Além disso, a falta de geneticistas também é uma complicação para os médicos que lidam com pacientes com doenças raras. “Em 2022, tínhamos apenas 342 em todo o território nacional. Além de poucos, são mal distribuídos e quase dois terços estão no Sul ou Sudeste. No Nordeste tem poucos e no Norte praticamente nada. Sem geneticista não se faz nenhum diagnóstico. Também há poucos locais de formação e poucas residências.”
Iniciativas
No intuito de identificar doenças raras e, assim, proporcionar melhor assistência no tratamento, nos últimos 20 anos, foram desenvolvidas algumas iniciativas no Brasil em prol dos pacientes. Entre elas está a triagem neonatal, realizada em recém-nascidos e que possibilita a identificação de diversas enfermidades, como fenilcetonúria, hipotireoidismo congênito, doença falciforme e outras hemoglobinopatias, fibrose cística, hiperplasia adrenal congênita e deficiência de biotinidase.
“A triagem neonatal é uma das iniciativas mais promissoras e que dão mais frutos.
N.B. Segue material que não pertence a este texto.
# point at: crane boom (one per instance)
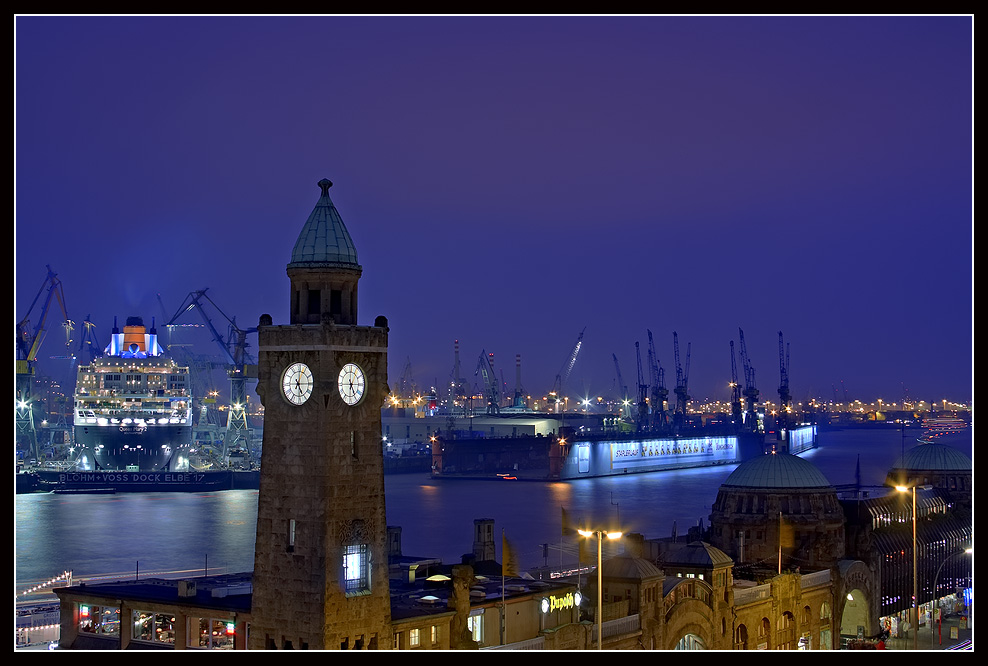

Outra grande iniciativa do Ministério da Saúde é de 2014, com a criação da portaria nº 199, que instituiu a Política Nacional de Atenção Integral à Pessoa com Doença Rara no âmbito do Sistema Único de Saúde, incluindo incentivos financeiros para custeio. A criação desses centros de referência, especializados, já são 18 centros de referência em doenças raras, 17 hospitais universitários e 4 serviços dedicados à triagem neonatal. Apesar de estarem concentrados no Sudeste e no Sul, já existem alguns no Nordeste”, explicou.
A palestrante apresentou ainda alguns dos trabalhos que são realizados nesses centros, com projetos que buscam proporcionar uma interação entre algumas das principais universidades de Medicina de São Paulo com o SUS. Recentemente, a FMUSP aprovou a fundação do Centro Integrado de Doenças Genéticas, congregando diferentes departamentos, institutos e laboratórios, visando levar ao desenvolvimento da assistência do ensino e da investigação da área da genética e genômica humanas.
Ao concluir a apresentação, Magda Sampaio destacou a necessidade de se explorar as doenças genéticas. “A esperança para doenças monogenéticas é a terapia gênica, em que você evita as complicações de um transplante. Essa é a grande expectativa. Os recursos que existem atualmente são caríssimos, mas temos a honra de ter um grupo de pesquisa da melhor qualidade para mudar isso.”